EconomieÉconomie France

Complémentaire santé : Buzyn accuse les mutuelles de « sabotage politique »

Un « sabotage politique ». Agnès Buzyn a attaqué bille en tête les mutuelles, jeudi matin, dans une interview à France Culture. La ministre de la Santé s’est emportée  contre les augmentations de cotisations des organismes complémentaires . Elles ruinent, selon elle, la promesse gouvernementale du « reste à charge zéro » en matière de lunettes, d’audioprothèses et de prothèses dentaires. « Il est hors de question que les mutuelles profitent d’une réforme qui a été négociée pour augmenter leurs prix ; je ne le tolérerai pas », s’est exclamée Agnès Buzyn, qui se départit rarement de son calme en public.

En pleine crise des gilets jaunes, la problématique d’accès aux soins pourrait rapidement se muer en revendication de pouvoir d’achat. « En ce moment où les banques s’apprêtent à geler leurs frais, si les assureurs vont trop loin, ils vont trouver des interlocuteurs ! », explique une source gouvernementale.

Il semble pourtant qu’il n’y ait pas eu d’explosion des tarifs.
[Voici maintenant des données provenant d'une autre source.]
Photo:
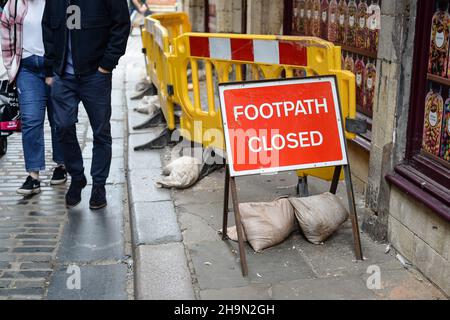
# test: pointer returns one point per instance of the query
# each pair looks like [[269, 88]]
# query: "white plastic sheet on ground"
[[182, 173]]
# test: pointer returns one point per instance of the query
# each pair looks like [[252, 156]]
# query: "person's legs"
[[59, 173], [32, 100], [65, 111], [65, 103], [95, 93]]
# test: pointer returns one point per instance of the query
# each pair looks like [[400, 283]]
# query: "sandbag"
[[319, 216], [266, 224], [181, 174]]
En octobre, les présidents des trois fédérations (assureurs, institutions de prévoyance, mutuelles) et de leur maison commune, l’Unocam, ont convenu dans le bureau de la ministre de ne les augmenter qu’en fonction de la consommation. Ils pourront aussi lisser les prix sur trois ans.
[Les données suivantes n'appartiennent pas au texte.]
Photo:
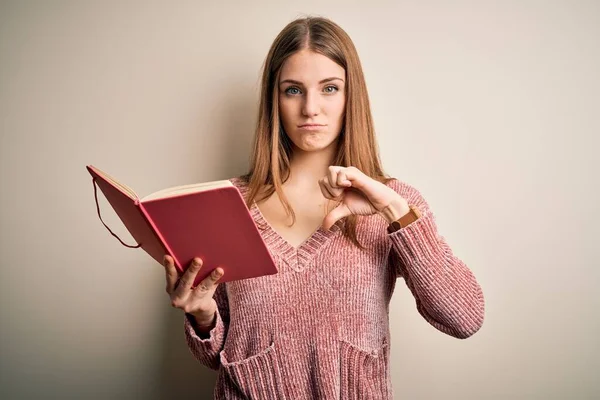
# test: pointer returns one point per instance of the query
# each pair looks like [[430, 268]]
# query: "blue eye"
[[289, 90]]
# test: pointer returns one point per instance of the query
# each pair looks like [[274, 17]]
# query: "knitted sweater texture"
[[319, 328]]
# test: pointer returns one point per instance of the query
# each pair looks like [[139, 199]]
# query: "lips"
[[310, 125]]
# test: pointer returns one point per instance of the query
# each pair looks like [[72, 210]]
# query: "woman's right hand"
[[198, 301]]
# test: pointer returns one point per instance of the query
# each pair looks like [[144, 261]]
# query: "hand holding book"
[[196, 301]]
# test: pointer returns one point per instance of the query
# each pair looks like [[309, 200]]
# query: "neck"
[[306, 168]]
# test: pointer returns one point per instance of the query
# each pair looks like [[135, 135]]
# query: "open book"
[[207, 220]]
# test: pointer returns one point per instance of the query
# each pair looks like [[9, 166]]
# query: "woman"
[[340, 232]]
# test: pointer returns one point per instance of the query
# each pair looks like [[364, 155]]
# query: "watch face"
[[394, 226]]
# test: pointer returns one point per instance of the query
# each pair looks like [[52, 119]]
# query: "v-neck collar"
[[297, 258]]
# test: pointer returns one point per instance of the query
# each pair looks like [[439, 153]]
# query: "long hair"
[[272, 149]]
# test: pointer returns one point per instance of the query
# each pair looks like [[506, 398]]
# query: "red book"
[[207, 220]]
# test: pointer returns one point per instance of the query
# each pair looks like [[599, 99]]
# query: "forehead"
[[309, 67]]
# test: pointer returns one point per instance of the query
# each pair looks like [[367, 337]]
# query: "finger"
[[187, 279], [335, 215], [356, 178], [330, 182], [171, 273], [325, 189], [208, 284], [342, 179]]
« Sur 2019, dans nos mutuelles Aesio, nous avons appliqué une hausse de 2,30 % à 2,40 %, sans répercuter le 0,5 % de coût du reste à charge zéro », plaide Maurice Ronat, président d’Aesio et de l’Unocam. Les tarifs intègrent en revanche le vieillissement, la demande de soins, et certaines mesures votées à l’automne : 50 millions d’euros supplémentaires à investir dans le forfait médecin traitant et 40 millions dans la revalorisation des consultations médicales.
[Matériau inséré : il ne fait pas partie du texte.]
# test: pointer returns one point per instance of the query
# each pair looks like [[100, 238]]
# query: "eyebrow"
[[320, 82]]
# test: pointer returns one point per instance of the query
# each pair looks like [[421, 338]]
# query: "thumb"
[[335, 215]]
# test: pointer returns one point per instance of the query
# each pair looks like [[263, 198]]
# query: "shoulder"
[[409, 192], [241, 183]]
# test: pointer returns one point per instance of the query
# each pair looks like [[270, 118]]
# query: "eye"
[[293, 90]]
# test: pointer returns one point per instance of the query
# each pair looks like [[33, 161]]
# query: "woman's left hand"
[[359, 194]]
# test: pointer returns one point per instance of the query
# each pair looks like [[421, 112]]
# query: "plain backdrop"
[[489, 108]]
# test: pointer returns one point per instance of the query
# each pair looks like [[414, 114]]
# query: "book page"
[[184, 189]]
Une réflexion sur une complémentaire publique

En fait, ce ne sont pas les augmentations de tarifs qui ont ulcéré Agnès Buzyn, mais la façon dont elles ont été motivées dans les courriers d’appels de cotisation pour 2019 envoyés par un grand assureur privé et par des mutuelles de fonctionnaires. Les uns et les autres montraient du doigt les décisions gouvernementales… « Une déclaration de guerre », tranche l’entourage de la ministre.

Même réaction très vive dans la majorité parlementaire. Olivier Véran, le rapporteur du budget de la Sécurité sociale, estime qu’« il faut agir. Sur les coûts de gestion, la transparence, tout. » « Je reste favorable à une réflexion sur une complémentaire publique », ajoute le député En Marche. Une menace qui se profile déjà dans le projet de loi de Financement de la Sécurité sociale pour 2019, qui étend la  couverture maladie universelle complémentaire au-delà de ses bénéficiaires actuels.

Les débats risquent en tout cas d’être animés mardi prochain lors de la première réunion du comité de suivi de la réforme, en présence d’Agnès Buzyn. A l’ordre du jour, l’amélioration de la lisibilité des contrats. « Nous allons proposer d’utiliser le même vocabulaire partout, de donner des exemples en euros… Nous avons un an pour nous mettre en ordre de bataille », juge Jean-Paul Lacam, au nom des institutions de prévoyance. La question des tarifs pourrait s’inviter dans la discussion.

Scellée en juin 2018 avec la Sécurité sociale, les assureurs privés et les professions de santé concernées après six mois de tractations, la réforme du reste à charge zéro, baptisée « 100 % Santé », entre en vigueur l’année prochaine. Elle se déploiera en trois ans. En 2022, chaque Français devra avoir la possibilité de s’équiper gratuitement chez l’opticien, le chirurgien-dentiste ou l’audioprothésiste. Cela passe par une augmentation des bases de remboursement de l’assurance-maladie obligatoire, un alignement vers le haut de la prise en charge par les complémentaires, et des plafonds de tarifs imposés aux vendeurs d’équipements.